Figuras públicas, escutas e drogas sintéticas: como caiu o “Uber da Droga” em Lisboa

Operação de Nuno Ricardo Nogueira dos Santos vendia com regularidade LSD, MDMA, cocaína e cetamina a vários clientes, entre os quais profissionais da representação, do desporto, da televisão e da aviação

Revista de Imprensa

A rede de tráfico de droga que a PSP batizou como “Uber da Droga” funcionava na Grande Lisboa, tinha uma carteira de clientes onde surgiam figuras públicas e terminou com a condenação de três arguidos, incluindo o líder do esquema, Nuno Ricardo Nogueira dos Santos, escreve o ‘Observador’. O caso expôs uma operação que, segundo o tribunal, vendia com regularidade LSD, MDMA, cocaína e cetamina a vários clientes, entre os quais profissionais da representação, do desporto, da televisão e da aviação.

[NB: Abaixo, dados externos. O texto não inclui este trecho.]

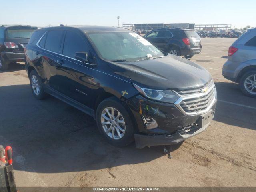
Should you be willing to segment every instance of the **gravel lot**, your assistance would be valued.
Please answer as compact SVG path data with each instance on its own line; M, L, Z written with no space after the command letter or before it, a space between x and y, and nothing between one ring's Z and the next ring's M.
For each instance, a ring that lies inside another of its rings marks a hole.
M212 74L217 89L207 130L173 148L138 149L107 144L90 117L31 93L24 63L0 72L0 143L11 145L17 186L256 186L256 100L225 79L230 38L203 38L191 60Z

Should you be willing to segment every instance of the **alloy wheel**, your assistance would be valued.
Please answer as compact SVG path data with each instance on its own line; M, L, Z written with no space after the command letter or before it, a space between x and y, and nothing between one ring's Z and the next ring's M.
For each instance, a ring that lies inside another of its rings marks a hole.
M34 75L33 75L31 77L31 86L34 93L36 95L38 96L40 93L40 86L38 82L38 80Z
M124 135L124 119L116 109L111 107L104 109L101 113L101 121L103 130L110 138L118 140Z
M170 52L170 53L174 55L177 55L177 51L175 49L172 49L171 50Z
M244 87L251 94L256 94L256 74L247 77L244 81Z

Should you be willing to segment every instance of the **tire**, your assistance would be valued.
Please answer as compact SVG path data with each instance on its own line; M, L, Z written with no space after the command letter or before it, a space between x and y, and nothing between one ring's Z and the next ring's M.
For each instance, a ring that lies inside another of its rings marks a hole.
M30 72L29 74L29 80L32 93L34 97L38 100L44 98L46 94L44 90L43 83L41 78L35 70L33 70Z
M124 124L116 123L115 125L115 123L114 122L115 121L114 118L113 120L109 118L112 117L112 109L113 109L114 117L117 117L119 114L118 112L121 114L121 116L120 116L118 119L120 122L122 122L123 120ZM108 110L111 115L110 116L105 109ZM107 119L108 119L108 120L107 120ZM109 120L111 121L111 123L109 122ZM96 121L100 132L111 145L123 147L129 145L134 141L134 129L131 118L126 109L118 99L114 97L111 97L104 100L100 104L96 112ZM104 124L104 125L102 125L102 122ZM121 130L125 131L121 131ZM113 130L114 130L114 136ZM119 132L121 137L120 137L118 132Z
M254 88L250 91L252 87L250 87L251 86ZM256 70L248 72L244 74L240 80L240 88L246 95L256 98Z
M186 59L190 59L190 58L191 58L193 56L194 56L194 55L184 55L184 56L185 57L185 58Z
M180 49L179 49L178 47L171 47L169 51L169 53L172 54L176 55L177 56L178 56L179 57L180 56Z
M8 64L4 61L0 56L0 70L6 71L8 69Z

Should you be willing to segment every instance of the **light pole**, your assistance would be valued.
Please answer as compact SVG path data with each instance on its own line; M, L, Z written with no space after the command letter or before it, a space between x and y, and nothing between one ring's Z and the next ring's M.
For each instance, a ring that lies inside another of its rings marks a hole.
M120 17L119 16L118 16L117 17L117 18L116 18L116 19L118 19L118 27L119 27L119 19L120 19Z

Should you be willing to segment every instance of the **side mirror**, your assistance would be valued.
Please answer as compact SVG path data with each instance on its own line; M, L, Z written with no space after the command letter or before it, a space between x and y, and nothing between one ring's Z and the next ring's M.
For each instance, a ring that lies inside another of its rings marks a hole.
M75 57L78 60L84 63L89 61L87 52L76 52L75 53Z

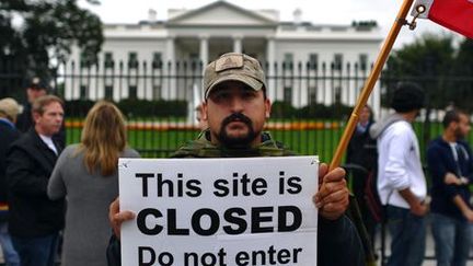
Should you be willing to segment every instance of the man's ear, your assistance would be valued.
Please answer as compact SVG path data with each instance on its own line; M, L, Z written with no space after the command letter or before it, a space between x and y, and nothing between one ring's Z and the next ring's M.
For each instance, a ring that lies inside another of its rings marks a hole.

A sentença foi lida a 28 de maio, no Campus de Justiça, em Lisboa, e deu como provado que Nuno Ricardo liderava uma atividade de venda de droga que esteve ativa, pelo menos, entre o verão de 2023 e 28 de novembro de 2024. Nessa noite, o principal arguido foi detido pela PSP à porta de casa. No interior da habitação, os agentes encontraram centenas de comprimidos de MDMA, selos de LSD, cocaína, cetamina, 2C-B, balanças de precisão e vários materiais usados para acondicionar produto estupefaciente.

O caso ganhou maior visibilidade pela lista de clientes identificados no processo. Entre os nomes referidos nas escutas e na sentença surgem o ator José Carlos Pereira, a atriz Marta Gil e o judoca olímpico Jorge Fonseca, além de participantes de reality shows, assistentes de bordo, empresários, médicos e engenheiros informáticos. Algumas testemunhas admitiram à PSP que expressões como “bitolas”, “o normal”, “2g’s” ou “coiso” eram usadas como linguagem codificada para comprar droga.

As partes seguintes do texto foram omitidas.